Member of the Northern Territory Legislative Assembly for Drysdale
- In office 9 August 2008 – 24 August 2012
- Preceded by: Chris Natt
- Succeeded by: Lia Finocchiaro

Personal details
- Born: Adelaide, South Australia
- Party: Country Liberal Party (2008–2012)
- Other political affiliations: Independent (from July 2012)
- Occupation: Police officer

= Ross Bohlin =

Australian politician

Ross Oscar Charles Bohlin is a former Australian politician. He was a Country Liberal Party member of the Northern Territory Legislative Assembly, and held his seat of Drysdale from his defeat of sitting Labor member Chris Natt at the 2008 election until 2012.

Bohlin was born in Adelaide, South Australia, and served in the Australian Army. He moved to the Northern Territory in the 1990s, and joined the Northern Territory Police in 1998.

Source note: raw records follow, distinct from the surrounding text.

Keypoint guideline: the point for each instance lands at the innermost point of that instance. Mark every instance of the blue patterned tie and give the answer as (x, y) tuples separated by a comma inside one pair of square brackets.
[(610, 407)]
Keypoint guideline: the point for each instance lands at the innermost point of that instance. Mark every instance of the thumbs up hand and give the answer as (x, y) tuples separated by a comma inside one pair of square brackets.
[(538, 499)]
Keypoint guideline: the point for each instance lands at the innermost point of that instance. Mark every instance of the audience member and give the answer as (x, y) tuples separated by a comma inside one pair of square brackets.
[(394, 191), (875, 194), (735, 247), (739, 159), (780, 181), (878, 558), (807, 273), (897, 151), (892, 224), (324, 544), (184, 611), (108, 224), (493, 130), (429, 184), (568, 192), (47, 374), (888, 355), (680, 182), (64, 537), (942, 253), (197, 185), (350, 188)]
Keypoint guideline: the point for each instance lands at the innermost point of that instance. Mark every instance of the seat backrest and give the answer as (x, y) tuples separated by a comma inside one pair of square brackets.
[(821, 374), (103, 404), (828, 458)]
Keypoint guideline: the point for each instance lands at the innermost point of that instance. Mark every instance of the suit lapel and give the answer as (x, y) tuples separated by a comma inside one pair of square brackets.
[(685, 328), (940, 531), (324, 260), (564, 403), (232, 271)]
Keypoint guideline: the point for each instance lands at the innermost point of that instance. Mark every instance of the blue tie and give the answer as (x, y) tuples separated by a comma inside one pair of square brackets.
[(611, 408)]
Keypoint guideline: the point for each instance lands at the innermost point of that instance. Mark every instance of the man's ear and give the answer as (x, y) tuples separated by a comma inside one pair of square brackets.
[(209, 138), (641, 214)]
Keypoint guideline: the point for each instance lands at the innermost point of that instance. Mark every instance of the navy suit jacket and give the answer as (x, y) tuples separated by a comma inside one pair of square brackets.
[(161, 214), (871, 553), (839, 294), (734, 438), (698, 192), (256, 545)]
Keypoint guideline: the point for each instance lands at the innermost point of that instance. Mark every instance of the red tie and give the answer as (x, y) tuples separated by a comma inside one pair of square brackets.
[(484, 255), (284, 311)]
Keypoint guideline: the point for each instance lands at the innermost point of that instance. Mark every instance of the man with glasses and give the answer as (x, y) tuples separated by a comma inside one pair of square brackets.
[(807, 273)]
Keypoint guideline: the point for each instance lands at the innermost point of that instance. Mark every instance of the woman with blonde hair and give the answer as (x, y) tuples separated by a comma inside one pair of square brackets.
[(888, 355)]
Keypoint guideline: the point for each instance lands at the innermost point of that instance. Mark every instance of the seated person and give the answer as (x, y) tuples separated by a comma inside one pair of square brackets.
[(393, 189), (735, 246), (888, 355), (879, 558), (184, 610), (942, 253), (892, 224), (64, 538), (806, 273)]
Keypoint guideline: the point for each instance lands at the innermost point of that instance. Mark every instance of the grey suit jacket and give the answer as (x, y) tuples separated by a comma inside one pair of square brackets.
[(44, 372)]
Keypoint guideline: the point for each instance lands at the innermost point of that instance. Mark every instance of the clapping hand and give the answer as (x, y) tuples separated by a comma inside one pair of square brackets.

Ross was not re-endorsed by his own party to stand in the 2012 Northern Territory general election. This has been gossip within the CLP since May 2011, after he angered several of his colleagues by publicly supporting the distribution of condoms at a Darwin music festival. Nonetheless, he was surprised when he lost his preselection. CLP Party President Sue Fraser-Adams, was quoted in a newspaper article that "politics doesn't suit him, it's a lot harder than it looks" she went on to say that it was a safe seat for the party. Bohlin announced that he would run as an independent candidate in July.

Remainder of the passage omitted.